Simulation studies are conducted to evaluate the calculated sample size under the above design settings of H₀ and H₁, respectively. Using 10,000 simulation samples of size n = 132 under each hypothesis, the empirical type I error rate and power are observed as 0.0984 (to be compared to α = 0.1) and 0.8749 (to be compared to 1 − β = 0.9), respectively.

5 DISCUSSIONS

We have proposed a sample size calculation method of the generalized log-rank test for hypotheses H₀ : Δ = Δ₀ vs. H₀ : Δ = Δ₁ (Δ₀ > Δ₁). The proposed sample size formula is identical to that of the log-rank test by Schoenfeld (1983) and Lakatos (1988) if Δ₀ = 1, and that of the futility log-rank test by Jung et al. (2005) if Δ₁ = 1.

From (1)–(3), we observe that n is complicatedly dependent on the allocation proportions p_k, but the total sample size n is approximately minimized when p₁ = p₂ = 1/2. The sample size increases in λ₁, r and 1 − β, and decreases in Δ₀/Δ₁, b and α.
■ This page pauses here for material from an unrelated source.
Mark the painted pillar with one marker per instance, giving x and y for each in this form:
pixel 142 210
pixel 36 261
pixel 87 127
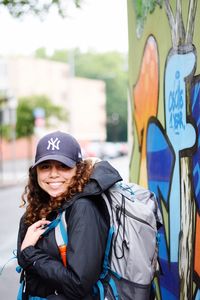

Our sample size method is so flexible that we can assume any survival distributions for two arms and any accrual pattern during study period. As a typical setting, we specify type I error rate α, power 1 − β, allocation proportion for arm 1 p₁, accrual rate r, follow-up period b, and survival distributions for two arms under H₀ and H₁ (or the survival distribution of the control arm and the hazard ratios Δ₀ and Δ₁ under H₀ and H₁. respectively); and we obtain the required sample size using our formula. However, we can obtain any of these input and output parameters given other parameter values. Furthermore, accrual rate r can be replaced by an expected accrual rate a in these calculations. The general accrual pattern approach will be very useful when checking the statistical power in the middle of a study with the realized accrual times.